Yasama yetkisi münhasıran TBMM’ye verilmekte, hükümetin “kanun teklif etme” yetkisine son verilmektedir.
TBMM’de çoğunluğu elinde tutan Hükümetin, kanun tasarıları ile yasamaya hâkim olması engellenmektedir. Böylelikle, kanunlarda hükümetin değil TBMM’nin iradesi esas olacaktır.
Hükümetin TBMM’den çıkma şartı kaldırılarak iki kurum arasındaki zorunlu tekelleşme sona ermekte, katı güçler ayrılığı tesis edilmektedir.
Gençlerin önü açılarak siyasete katılmaları sağlanmakta, TBMM’nin temsil gücü artmaktadır.
Yasama ve yürütme arasındaki denge ve denetimine ilişkin mekanizmalar artırılmakta ve kuvvetlendirilmektedir.
Tanınan iki oy hakkıyla, yasamadan bağımsız bir şekilde yürütmeyi doğrudan seçme hakkı ilk kez vatandaşlara verilmektedir.

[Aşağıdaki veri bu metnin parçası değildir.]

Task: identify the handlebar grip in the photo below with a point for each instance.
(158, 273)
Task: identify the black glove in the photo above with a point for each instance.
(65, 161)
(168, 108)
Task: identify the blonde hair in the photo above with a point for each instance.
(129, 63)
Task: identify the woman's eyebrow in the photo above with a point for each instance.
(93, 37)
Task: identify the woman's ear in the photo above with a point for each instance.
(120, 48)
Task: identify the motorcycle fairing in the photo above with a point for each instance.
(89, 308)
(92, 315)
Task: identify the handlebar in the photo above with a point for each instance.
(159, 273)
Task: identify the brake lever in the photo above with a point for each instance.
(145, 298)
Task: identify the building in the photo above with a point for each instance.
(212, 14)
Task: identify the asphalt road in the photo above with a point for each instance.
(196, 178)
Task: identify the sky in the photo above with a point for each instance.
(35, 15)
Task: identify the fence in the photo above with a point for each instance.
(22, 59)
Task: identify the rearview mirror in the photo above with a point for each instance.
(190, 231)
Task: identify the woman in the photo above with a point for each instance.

Yasama ve yürütmenin aynı partilerden olması zorunluluğu kalkmakta, farklı siyasi partilerin aynı anda ülke yönetiminde söz sahibi olabilmesinin yolu açılmaktadır.
Cumhurbaşkanı ve bakanları denetlemekle yükümlü tutulan Meclis, şimdikine nazaran daha az bir sayıda milletvekiliyle, Cumhurbaşkanı yüce Divan’a gönderme yetkisine sahip olmaktadır.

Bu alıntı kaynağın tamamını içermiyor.